Pastors Develop their Leadership through Spiritual Growth, Research Finds: RESEARCH

August 1st, 2009
This article is featured in the Leadership Development (Aug/Sept/Oct 2009) issue of Circuit Rider

A recent survey reveals United Methodist clergy focus most of their leadership development efforts on their own personal spirituality. Asked how much time they spend each week on various activities, respondents say most of their development time is spent praying and reading scripture. Likewise, books on devotion or spirituality are the most commonly read by pastors surveyed.

On average, pastors report spending just under three hours per week in prayer and almost that much time reading scripture. In contrast, relatively little time is spent in fellowship with others in ministry. Half of the pastors surveyed spend less than one hour a week meeting with other clergy.

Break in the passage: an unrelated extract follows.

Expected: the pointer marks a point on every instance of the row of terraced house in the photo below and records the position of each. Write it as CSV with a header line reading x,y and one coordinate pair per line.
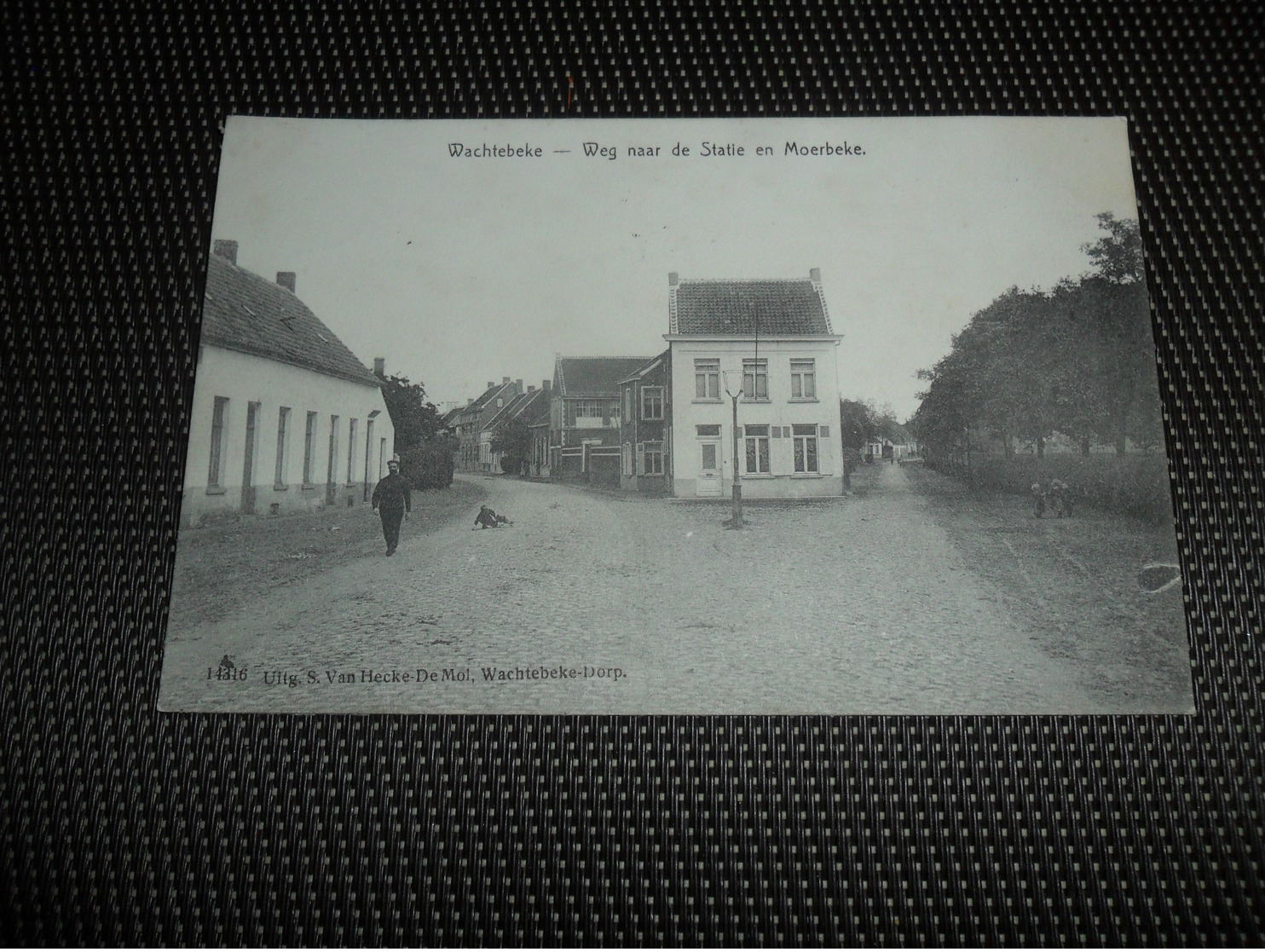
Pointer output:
x,y
664,424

Respondents expressed neither strong satisfaction nor dissatisfaction with their own leadership development efforts, most rating themselves average in response to the statement, “I am able to devote adequate time and energy to my development and enrichment as a leader.”

Most pastors spend approximately two and a half hours weekly reading books related to ministry. After devotion and spirituality books (read by 68% of respondents), the most popular subject areas were church leadership (66%), biblical studies (53%), and church growth (51%). When respondents were asked to name books they had recently found helpful in their leadership development, Five Practices of Fruitful Congregations, by Bishop Robert Schnase, Simple Church, by Thom S. Rainer and Eric Geiger, and UnChristian, by David Kinnaman, were among the most frequently mentioned, evidencing a desire to revitalize the congregation and reach new people.

Most pastors (61%) attend two to three conferences or training events per year (not including Annual Conference). Twenty percent attend four or more. The most popular conferences focus on church leadership (65%), church growth (51%), and worship (43%). The high number of respondents specifically mentioning the Willow Creek Leadership Summit and Church of the Resurrection's Leadership Institute support that finding. While social justice issues ranked among the least popular conference topics in general (21%), Ginghamsburg Church's Change the World conference—which focuses on issues of poverty and global health—was among the most frequently mentioned by name.

Pastors surveyed considered themselves most skilled in the areas of worship leading, preaching, and teaching, and least strong in fund raising. While there was no correlation between these strengths and the books and conferences pastors prefer, the perceived weakness in the area of fund raising may reflect pastors' relative lack of interest in church administration and communications, the least popular subjects of books and conferences.